Silencing a Legitimate Voice: A Parallel
I am not Native American. I have not experienced the stigmatized life that most Native Americans live. As a woman, however, I have experienced gender discrimination in varying forms for my entire life. I know when I am being heard and I know when my voice is being silenced.
The practice known as the catcall takes a variety of forms including one or more men calling out that a woman is sexy, whistling at her, or declaring by what method they would like to do her. The catcall is demeaning for most women.
If women were to point out that the catcall is offensive, would the media start a campaign featuring statistics of populations of men who wish to “flatter” women this way in order to legitimize the behavior?
Hopefully not in this day and age! Several decades ago, however, when women’s voices on this issue were finally becoming newsworthy, that is exactly what happened.
Amplifying a Less Relevant Voice
A survey conducted by WUSA9 and USA Today tallied more than 600 people over four days in September last year. Respondents were residents of D.C. and surrounding suburbs. “65 percent of all subjects responded they do not want the team to change its name.” The sample broke down as follows
- 19% did not identify as sports fans
- 53% were Washington fans
- 28% were fans of another team
Sounds official doesn’t it? But these numbers are a distraction.
Rather than percentages of fan affiliation, let us look at the same study’s acknowledgment that “the majority … [found] the word ‘Redskins’ to be offensive in all or some context.”
Popular Opinion Can Justify Bias
Surveys such as these simply reveal a belief that the Native American view is not legitimate. Issues of dignity should not be left up to popular opinion. Especially if the opinions gathered are those who benefit from the imbalance.
Ignorance of the cultural foundations of oppression breeds arrogance and affords ensured privilege and a sense of entitlement to the dominant group. In contrast, humanity is given the opportunity to evolve when empathy rises to the surface.

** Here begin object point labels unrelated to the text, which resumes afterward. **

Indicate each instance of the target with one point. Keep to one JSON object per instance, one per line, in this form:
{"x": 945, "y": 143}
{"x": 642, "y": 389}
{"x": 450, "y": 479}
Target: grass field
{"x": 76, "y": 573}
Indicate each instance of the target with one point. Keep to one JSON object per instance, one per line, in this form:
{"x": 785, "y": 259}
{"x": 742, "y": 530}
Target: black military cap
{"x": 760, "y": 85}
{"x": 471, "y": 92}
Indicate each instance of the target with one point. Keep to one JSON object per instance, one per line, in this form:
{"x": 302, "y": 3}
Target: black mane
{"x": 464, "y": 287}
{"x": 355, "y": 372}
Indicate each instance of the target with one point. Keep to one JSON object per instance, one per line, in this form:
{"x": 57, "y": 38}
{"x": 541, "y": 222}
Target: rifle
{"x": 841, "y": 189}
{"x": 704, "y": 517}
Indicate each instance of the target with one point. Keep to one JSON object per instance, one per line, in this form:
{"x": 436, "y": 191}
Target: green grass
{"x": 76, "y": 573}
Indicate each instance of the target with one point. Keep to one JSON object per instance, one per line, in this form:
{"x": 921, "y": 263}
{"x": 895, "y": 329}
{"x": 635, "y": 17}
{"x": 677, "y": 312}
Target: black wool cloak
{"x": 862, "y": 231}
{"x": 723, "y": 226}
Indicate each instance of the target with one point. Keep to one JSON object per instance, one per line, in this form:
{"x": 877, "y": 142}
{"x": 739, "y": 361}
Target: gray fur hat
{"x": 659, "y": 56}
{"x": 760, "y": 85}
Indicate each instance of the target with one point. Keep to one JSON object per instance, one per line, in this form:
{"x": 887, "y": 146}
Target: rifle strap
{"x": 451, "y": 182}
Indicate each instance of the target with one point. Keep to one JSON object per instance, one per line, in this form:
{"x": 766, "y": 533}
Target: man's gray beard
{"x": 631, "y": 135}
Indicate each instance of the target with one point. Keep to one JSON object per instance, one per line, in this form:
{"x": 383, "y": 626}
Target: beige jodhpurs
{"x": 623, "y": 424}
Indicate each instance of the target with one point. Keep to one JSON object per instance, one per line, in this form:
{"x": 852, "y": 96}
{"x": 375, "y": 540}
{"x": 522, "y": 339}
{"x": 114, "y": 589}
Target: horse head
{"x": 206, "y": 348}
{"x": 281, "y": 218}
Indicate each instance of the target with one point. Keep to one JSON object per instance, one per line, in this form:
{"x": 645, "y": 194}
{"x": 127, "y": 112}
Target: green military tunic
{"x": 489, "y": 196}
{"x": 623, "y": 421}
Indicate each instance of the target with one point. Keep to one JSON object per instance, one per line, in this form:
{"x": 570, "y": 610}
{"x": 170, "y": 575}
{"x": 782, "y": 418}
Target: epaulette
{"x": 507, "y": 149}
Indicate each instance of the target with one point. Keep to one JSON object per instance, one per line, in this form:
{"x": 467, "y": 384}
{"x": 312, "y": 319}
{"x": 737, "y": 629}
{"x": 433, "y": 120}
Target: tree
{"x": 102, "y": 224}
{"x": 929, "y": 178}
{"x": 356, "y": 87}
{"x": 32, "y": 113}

As humans, we learn from our past behavior and bring that knowledge into our current responses. Isn’t waking up to our transgressions an opportunity to learn empathy and step outside the confines of self-satisfaction?
The Argument for Origins
One argument to support the idea of “honor” in the MoveOn.org petition drive is the oft-cited intent of George Preston Marshall, the team’s owner in 1932. It is said that he renamed the team the “Redskins in honor of his head coach, William ‘Lone Star’ Dietz, an American Indian. This was done to honor Native Americans not offend them.”
Here, we have the dominant culture asserting control over “the truth” again.
Setting the Record Straight
In the CBS Local article, How Many Americans Think “Redskins” is a Slur, Native American activist Suzan Shown Harjo gives us more to think about.
“Marshall had a reputation as a racist. He was the last NFL owner who refused to sign black players — the federal government forced him to integrate in 1962 by threatening to cancel the lease on his stadium. When he died in 1969, his will created a Redskins Foundation but stipulated that it never support ‘the principle of racial integration in any form.’
“And [Lone Star] Dietz, the namesake Redskin, may not have even been a real Indian. Dietz served jail time for charges that he falsely registered for the draft as an Indian in order to avoid service. According to an investigation by the Indian Country Today newspaper, he stole the identity of a missing Oglala Sioux man.”
Dignity for All
It can be difficult to let go of our understanding of how the world works. We have each invested in a foundation that we depend upon to know our place in the world. The foundation is reinforced by popular culture and reasserted by our belief that we mean no harm.
We have all, at one time or another, been hurt by those “who mean no harm.” Might we hope that they would be open-hearted enough to hear why it was so? Might we offer that same consideration to those who have had the courage to raise their voices?
By the way: The volunteers at MoveOn.org have placed a notice on the “Keep the Name” petition, stating that it doesn’t reflect the values of the MoveOn organization.